PHILIP THE ORGANISER
[350-324 B.C.]
Thus Macedonia, under the rule of a prince who had dexterously and systematically developed and employed her resources, had risen to the height where at last she might entertain the thought of issuing forth, and, at the head of united Greece, entering the lists against the Persian might. In the historical accounts that lie before us the forces that were actually at work to produce Philip’s astonishing success seem curiously to be lost sight of. Though the writers follow, through all its cleverly planned movements, the hand that seized and drew into its owner’s possession all the Greek states one after another, they leave us in the dark as to every detail concerning the personality to which that hand belonged, and to which it owed its strength and firmness. Gold which they always show the hand to dispense at exactly the right moment, seems to be about the only means of effecting his purposes that they attribute to Philip.

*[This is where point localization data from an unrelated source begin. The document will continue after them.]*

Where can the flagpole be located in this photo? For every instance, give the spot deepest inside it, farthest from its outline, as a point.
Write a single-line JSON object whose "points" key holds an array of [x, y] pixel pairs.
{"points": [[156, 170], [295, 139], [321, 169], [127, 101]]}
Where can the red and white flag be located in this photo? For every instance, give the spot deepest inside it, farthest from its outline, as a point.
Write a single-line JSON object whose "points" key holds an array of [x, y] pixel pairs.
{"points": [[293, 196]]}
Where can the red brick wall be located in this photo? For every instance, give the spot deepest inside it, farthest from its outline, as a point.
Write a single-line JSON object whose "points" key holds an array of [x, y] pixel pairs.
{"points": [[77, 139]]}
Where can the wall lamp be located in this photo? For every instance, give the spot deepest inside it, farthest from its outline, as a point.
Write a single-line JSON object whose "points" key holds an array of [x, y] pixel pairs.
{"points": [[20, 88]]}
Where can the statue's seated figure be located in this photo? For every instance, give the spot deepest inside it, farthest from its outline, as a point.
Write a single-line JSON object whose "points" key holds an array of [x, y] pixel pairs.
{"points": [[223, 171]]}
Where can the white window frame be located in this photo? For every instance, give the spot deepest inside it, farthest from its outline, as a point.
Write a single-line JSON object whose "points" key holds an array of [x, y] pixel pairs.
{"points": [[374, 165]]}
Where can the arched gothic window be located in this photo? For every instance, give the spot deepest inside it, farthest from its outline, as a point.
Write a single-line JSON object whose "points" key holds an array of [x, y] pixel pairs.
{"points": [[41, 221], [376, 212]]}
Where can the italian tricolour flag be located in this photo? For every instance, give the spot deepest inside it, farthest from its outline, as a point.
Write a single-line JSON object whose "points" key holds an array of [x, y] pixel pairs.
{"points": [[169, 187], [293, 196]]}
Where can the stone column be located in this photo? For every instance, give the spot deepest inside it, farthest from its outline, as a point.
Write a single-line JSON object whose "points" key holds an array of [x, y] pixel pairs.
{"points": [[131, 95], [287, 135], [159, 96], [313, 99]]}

On looking closely into the inner life of the state two events stand forth that, arising from earlier causes, were made to yield their full significance by Philip, and in reality formed the basis of his power.
“My father,” said Arrian’s Alexander to the mutinous Macedonians at Opis in 324, “took you under his protection when he was king, and you, destitute and clad in skins, wandered here from your mountains where you had tended your flocks of sheep that you could with difficulty protect against the Illyrians, the Thracians, and the Triballi; he gave you the chlamys of the soldiers and led you down into the plain, where he trained you to be the equal of the barbarian in the fight.” Every man capable of bearing arms had always indeed come forward in time of war, but only to return to his hearth or plough when the need of his services was at an end. The dangers by which Philip was beset when he first assumed the rule, the attacks against which he had to protect a land that was menaced on all sides, gave rise to a measure that, already set on foot in Archelaus’ reign, might have averted much of the subsequent internal strife, had it been brought to full development. On the basis of the duty owed by every man to his country in time of war, Philip brought into existence a standing army of native forces that, constantly increasing in size and strength, finally came to number forty thousand men.